This case highlights the importance of due diligence to ensure that you cover all grounds when acquiring a new trade mark.

A challenge to a Community trade mark (CTM) on the basis of bad faith can only be filed once the trade mark has been registered. This is established by Article 52 (1)(b) of the CTMR which says:

1. A Community trade mark shall be declared invalid on application to the Office or on the basis of a counterclaim in infringement proceedings:

(b) where the applicant was acting in bad faith when he filed the application for the trade mark.

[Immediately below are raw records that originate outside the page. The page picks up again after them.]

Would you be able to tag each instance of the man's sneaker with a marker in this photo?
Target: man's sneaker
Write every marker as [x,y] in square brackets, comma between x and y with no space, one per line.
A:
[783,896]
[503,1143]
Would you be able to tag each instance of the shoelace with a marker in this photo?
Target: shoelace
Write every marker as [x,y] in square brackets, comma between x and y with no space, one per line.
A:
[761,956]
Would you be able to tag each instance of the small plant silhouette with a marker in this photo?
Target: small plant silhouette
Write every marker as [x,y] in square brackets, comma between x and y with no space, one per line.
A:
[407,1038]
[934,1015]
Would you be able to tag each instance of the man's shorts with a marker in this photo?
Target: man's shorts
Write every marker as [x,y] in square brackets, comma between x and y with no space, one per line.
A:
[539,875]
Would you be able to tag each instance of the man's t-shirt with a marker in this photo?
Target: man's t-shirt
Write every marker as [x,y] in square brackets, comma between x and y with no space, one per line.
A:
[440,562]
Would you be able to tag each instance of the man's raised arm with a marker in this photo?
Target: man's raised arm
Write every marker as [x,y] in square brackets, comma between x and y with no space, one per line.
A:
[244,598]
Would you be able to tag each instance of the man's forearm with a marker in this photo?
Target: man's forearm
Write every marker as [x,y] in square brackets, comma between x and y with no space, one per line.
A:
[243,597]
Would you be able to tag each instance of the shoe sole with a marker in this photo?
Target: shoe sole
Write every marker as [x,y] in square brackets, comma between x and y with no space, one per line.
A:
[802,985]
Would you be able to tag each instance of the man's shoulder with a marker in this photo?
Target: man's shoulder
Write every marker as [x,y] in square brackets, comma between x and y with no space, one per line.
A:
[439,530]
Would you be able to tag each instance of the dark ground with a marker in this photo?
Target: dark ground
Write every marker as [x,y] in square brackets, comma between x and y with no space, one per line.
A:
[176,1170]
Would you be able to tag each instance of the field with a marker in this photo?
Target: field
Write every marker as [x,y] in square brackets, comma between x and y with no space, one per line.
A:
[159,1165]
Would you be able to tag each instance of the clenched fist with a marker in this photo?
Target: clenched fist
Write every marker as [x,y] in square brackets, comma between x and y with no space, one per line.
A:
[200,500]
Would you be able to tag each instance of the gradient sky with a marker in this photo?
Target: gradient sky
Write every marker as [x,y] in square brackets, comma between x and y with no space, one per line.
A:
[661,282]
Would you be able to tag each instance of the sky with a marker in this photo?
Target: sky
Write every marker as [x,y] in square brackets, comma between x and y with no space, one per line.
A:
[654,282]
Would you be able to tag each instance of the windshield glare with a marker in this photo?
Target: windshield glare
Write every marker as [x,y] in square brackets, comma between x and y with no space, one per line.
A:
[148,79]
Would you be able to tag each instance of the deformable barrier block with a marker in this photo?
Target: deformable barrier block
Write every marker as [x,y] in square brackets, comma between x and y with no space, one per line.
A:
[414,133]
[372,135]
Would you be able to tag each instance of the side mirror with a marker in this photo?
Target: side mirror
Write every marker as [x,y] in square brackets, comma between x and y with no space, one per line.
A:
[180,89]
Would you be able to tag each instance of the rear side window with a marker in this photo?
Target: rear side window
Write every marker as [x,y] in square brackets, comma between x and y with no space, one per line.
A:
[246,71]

Our readers will be aware that bad faith applications hinge on the facts of each case. In this case, the trade mark SIMCA was filed before the Community Trade Marks Office for “vehicles; apparatus for locomotion by land, air or water” in class 12. The trade mark was registered on 18 September 2008 for all these goods.

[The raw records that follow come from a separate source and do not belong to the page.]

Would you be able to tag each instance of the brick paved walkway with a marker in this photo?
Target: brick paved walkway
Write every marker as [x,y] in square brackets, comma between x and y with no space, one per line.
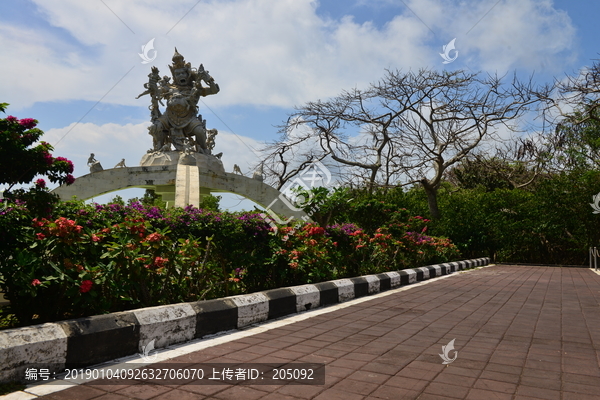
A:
[521,333]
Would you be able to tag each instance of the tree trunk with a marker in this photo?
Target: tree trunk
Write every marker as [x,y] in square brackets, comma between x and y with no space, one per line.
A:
[431,192]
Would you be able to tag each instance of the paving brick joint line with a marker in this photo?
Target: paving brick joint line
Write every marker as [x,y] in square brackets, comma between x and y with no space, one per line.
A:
[521,332]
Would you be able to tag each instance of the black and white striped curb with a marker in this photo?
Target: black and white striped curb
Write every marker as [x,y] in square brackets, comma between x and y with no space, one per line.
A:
[93,340]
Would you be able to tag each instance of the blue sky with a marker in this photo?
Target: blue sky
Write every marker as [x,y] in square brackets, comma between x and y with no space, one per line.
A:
[74,65]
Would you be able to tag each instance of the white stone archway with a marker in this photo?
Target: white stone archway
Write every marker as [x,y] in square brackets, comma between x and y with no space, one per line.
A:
[179,185]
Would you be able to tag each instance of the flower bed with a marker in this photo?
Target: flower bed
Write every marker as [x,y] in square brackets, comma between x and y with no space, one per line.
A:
[95,259]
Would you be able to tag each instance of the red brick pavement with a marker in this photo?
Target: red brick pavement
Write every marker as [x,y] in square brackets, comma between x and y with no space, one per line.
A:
[521,333]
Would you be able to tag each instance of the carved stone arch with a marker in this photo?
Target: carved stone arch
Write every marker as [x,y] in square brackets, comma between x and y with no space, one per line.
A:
[177,183]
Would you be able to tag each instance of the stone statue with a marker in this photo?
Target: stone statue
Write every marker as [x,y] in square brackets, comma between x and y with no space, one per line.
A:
[210,139]
[258,174]
[181,120]
[94,164]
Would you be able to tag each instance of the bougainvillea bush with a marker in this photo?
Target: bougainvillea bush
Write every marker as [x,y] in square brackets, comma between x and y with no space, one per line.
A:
[92,259]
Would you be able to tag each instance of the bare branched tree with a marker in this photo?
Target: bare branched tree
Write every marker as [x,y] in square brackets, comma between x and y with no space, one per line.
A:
[409,127]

On 29 September 2008, GIE PSA Peugeot Citroën filed an invalidation action on the grounds that the registered proprietor acted in bad faith. On 29 May 2011, Simca Europe Ltd was entered as the new proprietor of the registered trade mark, having acquired the trade mark from the original registered proprietor and applicant. In support of bad faith, GIE PSA Peugeot Citroën claimed that at the time the trade mark had been filed, the original proprietor had acted in bad faith. They included the following allegations in their application:

  • The sole objective in making the application was to prevent use of SIMCA in order to market the goods covered by the new registration.
  • The original applicant had knowledge of their earlier rights in SIMCA (including German, Spanish, Austrian and Benelux registrations) for, amongst other things, “motor vehicles”.
  • Even though the marks were not used in recent years, their rights were maintained.
  • SIMCA was a “known” motor vehicle which was created as early as 1934 and with an earlier priority date of 1935. GIE PSA Peugeot Citroën had themselves acquired the trade mark in 1978.
  • Use of the trade mark SIMCA had been worldwide including the European Union.
  • The original applicant had been approached twice to surrender the trade mark and subsequently it was claimed that the original applicant had “blackmailed” GIE PSA Peugeot Citroën for financial compensation.
  • The parties had a contractual relationship which ended shortly before the Community trade mark was filed.


The Board of Appeal and General Court found in favour of GIE PSA Peugeot Citroën. They held, overall, that account must be taken of the original trade mark. The original applicant had knowledge of the earlier trade mark(s) and was aware of its reputation. Moreover, the original applicant had admitted carrying out searches on the Internet and via OHIM’s online database to see whether the trade mark was still registered. It was considered that the Board of Appeal was entitled to infer that the application was an attempt to “free ride” on the reputation already gained in this trade mark and to take advantage of that reputation.


This case demonstrates the potential vulnerability of trade marks which have a bad faith element at the time of filing. The consequences of such a bad faith element can be passed on to the new proprietor. In fact, in this case, the Board of Appeal said that the new proprietor “had to accept direct liability for the conduct” of the original proprietor and the trade mark was successfully invalidated.


We would recommend that care is taken when acquiring existing registered rights. A thorough due diligence exercise should include (amongst other issues) looking into the original adoption of the trade mark itself.